1st Edition

The Swahili Novels of Tanzanian Women Agency, Tradition, and Change

By Izabela Romańczuk Copyright 2025
    196 Pages
    by Routledge

    This book provides a rich and full analysis of female Swahili novelists from a feminist perspective, highlighting their important contributions to the living Swahili literary and intellectual tradition.

    Compared to the diverse and centuries-old oral literature, or religious-philosophical poetry tradition developing since at least the 17th century, the novel is a relatively young phenomenon in the rich body of Swahili literary output, emerging only in the last hundred years. Since then, academia has focused primarily on male novelists, largely disregarding important female writers such as Ndyanao Balisidya, Zainab Burhani, Martha Mvungi Mlangala, Zainab Mwanga, Lucy Nyasulu, and Zainab Alwi Baharoon. This book traces the evolution of women’s writing in Tanzania, highlighting emancipatory and feminist discourses, as well as intersectional themes of class, education, and urbanisation. The author demonstrates how concepts such as utu 'the essence of humanity', aibu 'shame', 'disgrace' and heshima 'honor', 'social respectability' are used in the novels to articulate the value systems and social norms in Swahili communities, including the gendered perceptions of women that they create.
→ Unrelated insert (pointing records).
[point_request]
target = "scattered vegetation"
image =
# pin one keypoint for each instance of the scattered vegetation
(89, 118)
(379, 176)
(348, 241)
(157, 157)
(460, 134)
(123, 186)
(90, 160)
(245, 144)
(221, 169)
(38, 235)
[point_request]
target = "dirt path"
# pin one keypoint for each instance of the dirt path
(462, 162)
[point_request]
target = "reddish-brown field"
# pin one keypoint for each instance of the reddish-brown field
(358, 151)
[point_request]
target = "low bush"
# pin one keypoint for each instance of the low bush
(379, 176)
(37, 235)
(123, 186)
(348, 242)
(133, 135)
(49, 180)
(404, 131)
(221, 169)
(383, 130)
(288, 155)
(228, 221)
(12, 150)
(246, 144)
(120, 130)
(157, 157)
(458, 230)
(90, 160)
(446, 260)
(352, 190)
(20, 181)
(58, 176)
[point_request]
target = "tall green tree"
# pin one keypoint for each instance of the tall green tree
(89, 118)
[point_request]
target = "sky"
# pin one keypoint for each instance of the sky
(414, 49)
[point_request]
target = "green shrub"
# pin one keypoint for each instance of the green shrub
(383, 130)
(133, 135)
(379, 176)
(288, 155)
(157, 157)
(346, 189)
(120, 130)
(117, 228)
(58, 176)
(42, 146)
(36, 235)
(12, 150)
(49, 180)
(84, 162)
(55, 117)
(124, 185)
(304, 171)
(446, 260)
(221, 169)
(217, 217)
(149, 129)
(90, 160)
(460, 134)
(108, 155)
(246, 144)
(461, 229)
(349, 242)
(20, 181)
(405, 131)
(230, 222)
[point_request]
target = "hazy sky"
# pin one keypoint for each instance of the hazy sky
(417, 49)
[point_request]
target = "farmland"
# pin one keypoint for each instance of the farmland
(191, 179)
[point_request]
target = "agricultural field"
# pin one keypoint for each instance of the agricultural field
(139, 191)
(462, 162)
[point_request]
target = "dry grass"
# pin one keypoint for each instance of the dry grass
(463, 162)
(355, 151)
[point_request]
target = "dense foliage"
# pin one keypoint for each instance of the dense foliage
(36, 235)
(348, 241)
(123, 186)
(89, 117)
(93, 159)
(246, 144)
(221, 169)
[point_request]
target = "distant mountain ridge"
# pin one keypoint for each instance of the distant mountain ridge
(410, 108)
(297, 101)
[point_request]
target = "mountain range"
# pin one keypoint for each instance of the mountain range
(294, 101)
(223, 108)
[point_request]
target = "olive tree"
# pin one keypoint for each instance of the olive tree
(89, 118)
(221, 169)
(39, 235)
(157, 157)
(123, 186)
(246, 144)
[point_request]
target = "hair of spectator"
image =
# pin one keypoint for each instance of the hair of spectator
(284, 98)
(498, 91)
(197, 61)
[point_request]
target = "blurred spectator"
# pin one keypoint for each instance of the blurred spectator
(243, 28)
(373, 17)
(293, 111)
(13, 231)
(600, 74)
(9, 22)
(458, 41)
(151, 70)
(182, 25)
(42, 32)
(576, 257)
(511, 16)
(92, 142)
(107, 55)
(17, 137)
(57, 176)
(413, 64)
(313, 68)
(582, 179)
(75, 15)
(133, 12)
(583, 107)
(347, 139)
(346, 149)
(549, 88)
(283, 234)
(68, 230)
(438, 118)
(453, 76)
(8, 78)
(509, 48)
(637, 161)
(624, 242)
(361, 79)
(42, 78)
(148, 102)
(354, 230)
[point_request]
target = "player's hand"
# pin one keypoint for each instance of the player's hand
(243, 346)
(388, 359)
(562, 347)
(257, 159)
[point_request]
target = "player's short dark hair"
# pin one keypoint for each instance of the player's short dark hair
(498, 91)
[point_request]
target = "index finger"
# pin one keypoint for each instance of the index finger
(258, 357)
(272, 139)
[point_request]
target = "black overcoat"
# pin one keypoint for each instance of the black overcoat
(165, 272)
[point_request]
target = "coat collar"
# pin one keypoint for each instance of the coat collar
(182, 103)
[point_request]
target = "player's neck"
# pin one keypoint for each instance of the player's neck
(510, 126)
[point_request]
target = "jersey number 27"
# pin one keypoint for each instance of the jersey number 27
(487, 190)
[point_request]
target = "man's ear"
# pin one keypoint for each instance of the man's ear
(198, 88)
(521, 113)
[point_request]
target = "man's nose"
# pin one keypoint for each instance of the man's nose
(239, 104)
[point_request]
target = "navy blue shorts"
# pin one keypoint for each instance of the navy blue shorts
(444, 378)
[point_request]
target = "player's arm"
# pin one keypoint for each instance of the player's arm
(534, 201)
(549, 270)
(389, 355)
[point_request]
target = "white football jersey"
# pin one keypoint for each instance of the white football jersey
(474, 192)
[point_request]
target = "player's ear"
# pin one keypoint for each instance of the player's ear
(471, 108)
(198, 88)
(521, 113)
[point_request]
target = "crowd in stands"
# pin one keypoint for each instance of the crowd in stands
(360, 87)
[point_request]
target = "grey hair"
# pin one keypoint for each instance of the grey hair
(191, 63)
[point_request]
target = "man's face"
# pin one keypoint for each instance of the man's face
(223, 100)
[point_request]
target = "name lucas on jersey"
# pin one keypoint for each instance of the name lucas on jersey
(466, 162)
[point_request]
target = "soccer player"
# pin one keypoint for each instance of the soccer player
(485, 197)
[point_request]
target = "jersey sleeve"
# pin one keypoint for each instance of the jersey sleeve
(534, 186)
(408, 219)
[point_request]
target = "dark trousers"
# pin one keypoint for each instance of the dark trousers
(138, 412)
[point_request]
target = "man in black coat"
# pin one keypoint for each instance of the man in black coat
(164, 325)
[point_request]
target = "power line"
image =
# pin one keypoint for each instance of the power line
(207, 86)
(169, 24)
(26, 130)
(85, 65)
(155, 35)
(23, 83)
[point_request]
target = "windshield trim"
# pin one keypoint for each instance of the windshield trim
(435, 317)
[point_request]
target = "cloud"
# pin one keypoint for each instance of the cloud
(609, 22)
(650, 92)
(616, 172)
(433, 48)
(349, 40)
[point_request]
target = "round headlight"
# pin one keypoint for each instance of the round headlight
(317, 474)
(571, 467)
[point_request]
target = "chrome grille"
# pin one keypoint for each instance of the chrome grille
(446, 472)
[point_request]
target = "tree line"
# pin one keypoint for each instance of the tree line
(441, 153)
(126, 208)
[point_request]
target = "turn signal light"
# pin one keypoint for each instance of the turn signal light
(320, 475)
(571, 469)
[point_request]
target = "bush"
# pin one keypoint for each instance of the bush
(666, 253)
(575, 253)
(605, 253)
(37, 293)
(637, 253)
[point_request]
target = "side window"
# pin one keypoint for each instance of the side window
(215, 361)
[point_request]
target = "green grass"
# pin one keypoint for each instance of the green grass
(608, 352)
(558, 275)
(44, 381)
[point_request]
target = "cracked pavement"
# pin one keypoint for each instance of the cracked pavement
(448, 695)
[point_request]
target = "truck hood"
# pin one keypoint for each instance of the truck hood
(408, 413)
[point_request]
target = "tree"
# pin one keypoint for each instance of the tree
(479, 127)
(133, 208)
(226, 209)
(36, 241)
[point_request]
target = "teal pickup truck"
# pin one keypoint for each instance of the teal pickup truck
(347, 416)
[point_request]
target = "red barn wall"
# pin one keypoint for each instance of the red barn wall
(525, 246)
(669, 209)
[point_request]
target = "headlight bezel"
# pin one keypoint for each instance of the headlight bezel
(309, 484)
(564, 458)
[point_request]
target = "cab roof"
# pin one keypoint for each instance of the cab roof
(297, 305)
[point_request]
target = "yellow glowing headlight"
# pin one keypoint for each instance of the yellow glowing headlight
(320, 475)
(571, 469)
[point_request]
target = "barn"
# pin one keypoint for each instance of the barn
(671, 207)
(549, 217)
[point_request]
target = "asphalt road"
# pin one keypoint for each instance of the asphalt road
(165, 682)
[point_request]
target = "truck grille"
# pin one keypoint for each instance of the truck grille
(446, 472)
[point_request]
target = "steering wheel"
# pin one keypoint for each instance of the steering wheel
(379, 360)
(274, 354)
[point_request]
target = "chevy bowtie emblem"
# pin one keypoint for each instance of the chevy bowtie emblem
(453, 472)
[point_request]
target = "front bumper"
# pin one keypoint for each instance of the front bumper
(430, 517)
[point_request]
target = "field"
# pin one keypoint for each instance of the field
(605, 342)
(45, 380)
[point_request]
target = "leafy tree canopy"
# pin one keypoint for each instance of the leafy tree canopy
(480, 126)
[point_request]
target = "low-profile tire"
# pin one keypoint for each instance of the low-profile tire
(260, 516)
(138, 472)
    Grounded throughout in the historical and socio-political contexts of the authors it discusses, this book will be an important read for researchers of African literature and women’s studies.


    Part One: Contexts

    1. Methodological framework

    2. Literary outline

    Part Two: Texts and their analyses

    3. 'Don't Forget Me': women's writing in the 1960s

    4. Visions of women's emancipation in the Ujamaa literature

    5. The last decades of the 20th century

    6. Feminist discourses in 21st-century novels



    Izabela Romańczuk completed her PhD at the Department of African Languages and Cultures, Faculty of Oriental Studies, University of Warsaw, Poland. She works as an assistant professor in the Department of African Languages and Cultures at the University of Warsaw. In her research and teaching work she deals with various aspects of contemporary African literature, particularly Kiswahili literature, emphasizing gender dynamics and identity representation. At the University of Warsaw's Department of African Languages and Cultures, she also teaches about feminist theories in Africa.